Yargıtay İçtihadı Birleştirme Kurulu’nun 22.03.1944 Tarih E. 37, K. 9, R.G. 3.7.1944 sayılı kararında “Sigortacının sorumlu kişi aleyhine açacağı dava, sigorta poliçesinden doğan bir dava olmayıp; aynen sigortalı kimsenin sorumlu kişiye karşı açmış olduğu bir dava gibidir. Sigortalının muhtelif mahkemelerde dava açma hakkı varsa, aynı hak sigortacının halefiyet hakkına dayanan rücu davası için de söz konusudur.” şeklinde vurgulanmaktadır.
Öte yandan, TTK’nın “Halefiyet” başlığı altındaki 1472. maddesinde “Sigortacı, sigorta tazminatını ödediğinde, hukuken sigortalının yerine geçer.
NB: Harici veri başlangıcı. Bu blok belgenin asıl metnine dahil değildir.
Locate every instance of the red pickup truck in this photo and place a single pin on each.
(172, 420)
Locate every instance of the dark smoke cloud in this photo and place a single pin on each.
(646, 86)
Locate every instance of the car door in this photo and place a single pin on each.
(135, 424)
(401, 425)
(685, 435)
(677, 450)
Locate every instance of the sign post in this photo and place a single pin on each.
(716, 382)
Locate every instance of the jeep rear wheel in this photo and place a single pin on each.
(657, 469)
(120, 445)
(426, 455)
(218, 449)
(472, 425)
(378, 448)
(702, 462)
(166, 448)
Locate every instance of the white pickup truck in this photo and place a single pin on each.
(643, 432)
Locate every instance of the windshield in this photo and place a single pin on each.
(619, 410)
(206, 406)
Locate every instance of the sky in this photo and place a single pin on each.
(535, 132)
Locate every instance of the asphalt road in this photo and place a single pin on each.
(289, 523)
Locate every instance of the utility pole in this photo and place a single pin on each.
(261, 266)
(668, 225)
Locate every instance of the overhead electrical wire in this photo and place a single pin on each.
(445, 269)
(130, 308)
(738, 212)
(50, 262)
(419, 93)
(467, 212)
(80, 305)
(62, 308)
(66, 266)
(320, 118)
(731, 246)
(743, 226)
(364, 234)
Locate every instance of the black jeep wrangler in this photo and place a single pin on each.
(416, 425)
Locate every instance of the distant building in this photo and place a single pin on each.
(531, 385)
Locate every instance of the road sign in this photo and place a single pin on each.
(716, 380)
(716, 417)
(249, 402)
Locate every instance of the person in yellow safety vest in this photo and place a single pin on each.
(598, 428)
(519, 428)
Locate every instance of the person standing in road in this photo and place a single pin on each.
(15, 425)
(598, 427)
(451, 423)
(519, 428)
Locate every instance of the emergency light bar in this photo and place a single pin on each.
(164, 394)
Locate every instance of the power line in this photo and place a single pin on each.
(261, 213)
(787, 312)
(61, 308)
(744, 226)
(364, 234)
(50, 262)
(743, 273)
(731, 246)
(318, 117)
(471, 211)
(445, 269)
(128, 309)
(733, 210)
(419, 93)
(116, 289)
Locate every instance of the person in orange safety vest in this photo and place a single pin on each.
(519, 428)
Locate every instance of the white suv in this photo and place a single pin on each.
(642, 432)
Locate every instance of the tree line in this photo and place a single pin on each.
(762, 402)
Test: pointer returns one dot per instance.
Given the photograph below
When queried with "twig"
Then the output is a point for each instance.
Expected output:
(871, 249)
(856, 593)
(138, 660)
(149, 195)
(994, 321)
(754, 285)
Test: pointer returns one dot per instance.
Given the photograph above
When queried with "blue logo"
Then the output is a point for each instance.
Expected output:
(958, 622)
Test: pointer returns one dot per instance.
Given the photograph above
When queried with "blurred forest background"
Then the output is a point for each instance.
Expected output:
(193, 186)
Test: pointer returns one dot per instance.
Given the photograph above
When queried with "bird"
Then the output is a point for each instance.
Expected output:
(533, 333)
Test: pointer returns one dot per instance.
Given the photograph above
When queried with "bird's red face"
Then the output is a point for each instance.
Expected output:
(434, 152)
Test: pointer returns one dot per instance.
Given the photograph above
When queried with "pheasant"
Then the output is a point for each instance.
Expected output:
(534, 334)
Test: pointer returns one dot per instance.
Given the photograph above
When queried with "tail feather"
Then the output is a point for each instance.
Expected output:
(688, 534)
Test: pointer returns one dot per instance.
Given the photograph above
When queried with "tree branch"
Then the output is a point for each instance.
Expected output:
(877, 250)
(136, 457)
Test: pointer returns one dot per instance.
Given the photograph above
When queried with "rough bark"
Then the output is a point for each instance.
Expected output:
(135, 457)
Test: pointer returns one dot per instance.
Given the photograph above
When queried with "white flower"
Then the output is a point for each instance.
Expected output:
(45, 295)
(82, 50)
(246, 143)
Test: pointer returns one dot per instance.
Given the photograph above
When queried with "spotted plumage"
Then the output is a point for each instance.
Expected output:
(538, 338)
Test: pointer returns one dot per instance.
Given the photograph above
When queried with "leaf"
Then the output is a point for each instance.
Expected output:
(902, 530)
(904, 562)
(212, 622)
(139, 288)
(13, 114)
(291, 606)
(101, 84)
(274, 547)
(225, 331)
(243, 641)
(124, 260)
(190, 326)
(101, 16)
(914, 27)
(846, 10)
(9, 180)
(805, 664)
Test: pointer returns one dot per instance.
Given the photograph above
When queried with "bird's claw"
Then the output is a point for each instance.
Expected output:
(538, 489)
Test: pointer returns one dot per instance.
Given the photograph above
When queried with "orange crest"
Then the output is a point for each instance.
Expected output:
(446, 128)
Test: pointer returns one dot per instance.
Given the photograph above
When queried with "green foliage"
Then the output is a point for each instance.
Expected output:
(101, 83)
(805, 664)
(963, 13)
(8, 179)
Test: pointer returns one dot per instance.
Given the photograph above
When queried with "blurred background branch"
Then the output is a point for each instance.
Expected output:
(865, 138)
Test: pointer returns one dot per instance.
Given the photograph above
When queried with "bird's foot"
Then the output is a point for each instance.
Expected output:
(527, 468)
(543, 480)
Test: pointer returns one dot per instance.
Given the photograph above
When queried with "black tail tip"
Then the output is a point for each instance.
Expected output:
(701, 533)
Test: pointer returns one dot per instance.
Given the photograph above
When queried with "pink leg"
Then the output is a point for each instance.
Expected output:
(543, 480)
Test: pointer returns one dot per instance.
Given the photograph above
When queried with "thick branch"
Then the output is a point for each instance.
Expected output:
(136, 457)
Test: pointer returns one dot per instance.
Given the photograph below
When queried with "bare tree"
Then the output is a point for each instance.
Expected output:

Sigortalının, gerçekleşen zarardan dolayı sorumlulara karşı dava hakkı varsa bu hak, tazmin ettiği bedel kadar, sigortacıya intikal eder.” hükmüne yer verilmiştir.
Somut olaya bakıldığında; davacının sigortalısının tacir olmadığı anlaşılmaktadır.
Taraflar arasındaki hukuki ilişkinin TTK 11. maddesinde tanımlanan ticari işletme ile ilgili olmadığı ve davacı sigorta şirketinin yerine geçtiği dava dışı üçüncü kişinin aynı yasanın 12. maddesinde tanımlanan tacir sıfatına sahip olmadığı, diğer bir değişle açılan davanın TTK’nın 4. maddesinde sayılan mutlak ticari davalardan ve ticari işletme ile ilgili nispi ticari davalardan olmadığı (Yargıtay Hukuk Genel Kurulu’nun 2017/11-2630 Esas 2019/328 Karar ve 21/03/2019 tarihli içtihatı) anlaşıldığından davaya bakma görevinin Asliye Hukuk Mahkemesinde olduğu anlaşılmıştır. (Yargıtay 17. Hukuk Dairesi’nin 09/07/2020 tarih 2019/4704 Esas-2020/4632 Karar sayılı kararı)
Bu nedenlerle Konya …. Asliye Hukuk Mahkemesi’nin yargı yeri olarak belirlenmesine karar vermek gerekmiştir.
K A R A R : Gerekçesi Yukarıda Açıklandığı Üzere;
1-6100 sayılı HMK’nın 21 ve 22. maddeleri gereğince Konya…. Asliye Hukuk Mahkemesi’nin YARGI YERİ OLARAK BELİRLENMESİNE,

2-Dosyanın yargı yeri olarak belirlenen Konya…. Asliye Hukuk Mahkemesi’ne gönderilmek üzere merci tayini talebinde bulunan Konya … Asliye Ticaret Mahkemesi’ne iadesine,
Dair, dosya üzerinde yapılan inceleme sonucunda, 6100 sayılı Hukuk Muhakemeleri Kanunu’nun 362/1-c maddesi gereğince KESİN olarak oy birliği ile 16.02.2022 tarihinde karar verildi.

….
Başkan


Üye

….
Üye


Katip
….

A.F.
“Bu evrak 5070 sayılı kanun hükümlerine uygun olarak ELEKTRONİK İMZA ile imzalanmıştır.”